Below is a summary of each place that will be affected by the adoption of ASU 2016-01.
- Balance sheet – Schedule RC – line 2c
- This is where the amount of the investment in the equity security should be reported.
- Securities – Schedule RC-B
- The equity securities should not be reported in this schedule, but should be reported in Schedule RC, line 2c, as noted above.
- Other Assets – Schedule RC-F – line 4
- Include in this item FRB & FHLB stock and other securities not included in ASU 2016-01 (those that do not have a readily determinable market value).
- Income Statement – Schedule RI – line 8b
- This is where the quarterly/YTD increase in the stock’s value should be reported.
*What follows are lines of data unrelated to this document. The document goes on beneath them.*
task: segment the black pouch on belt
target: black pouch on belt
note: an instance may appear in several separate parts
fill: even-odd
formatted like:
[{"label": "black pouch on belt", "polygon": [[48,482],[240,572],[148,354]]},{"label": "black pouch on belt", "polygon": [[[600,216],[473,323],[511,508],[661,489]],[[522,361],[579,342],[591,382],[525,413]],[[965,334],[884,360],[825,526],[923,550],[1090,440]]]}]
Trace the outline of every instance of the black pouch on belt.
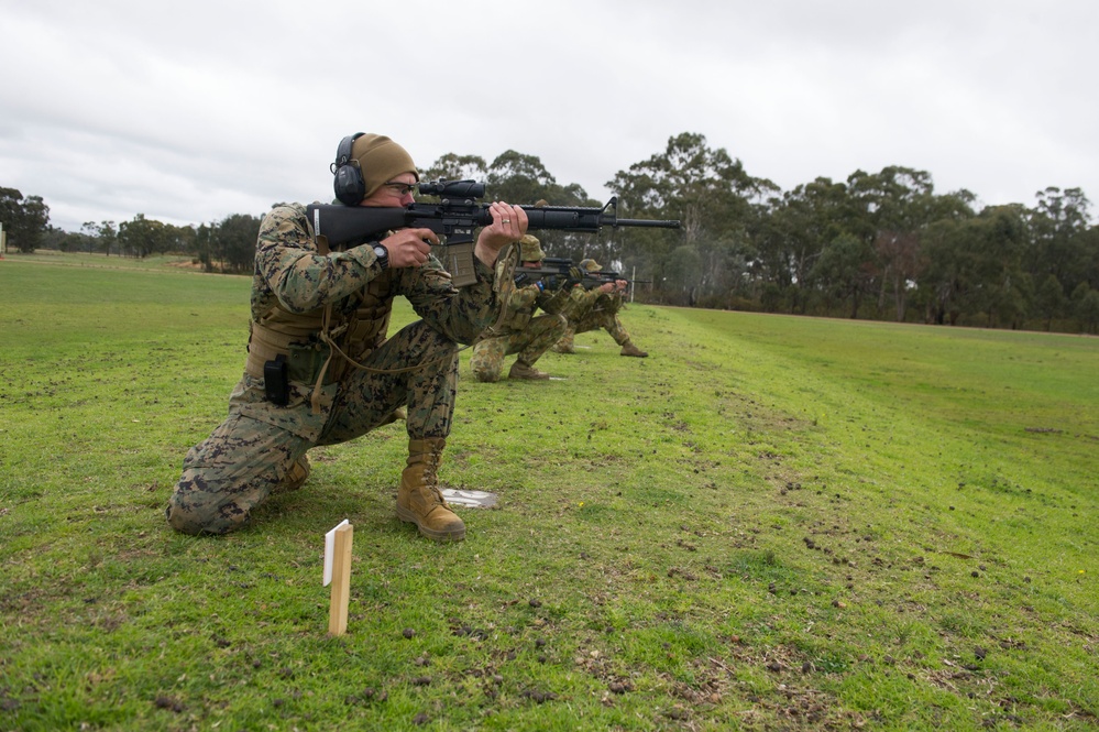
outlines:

It is easiest to keep track of this if a separate income statement account has been created.
- Quarterly Averages – Schedule RC-K – line 4
- This is where the amount of the investment in the equity security should be reported.
- Regulatory Capital – Schedule RC-R, Part I – line 9b
- Leave this part blank if you entered a “1” in Schedule RC-R, part I, item 3a as well as adopting ASU 2016-01.
- Regulatory Capital – Schedule RC-R, Part II – line 2b
- This is where the amount of the investment in the equity security should be reported.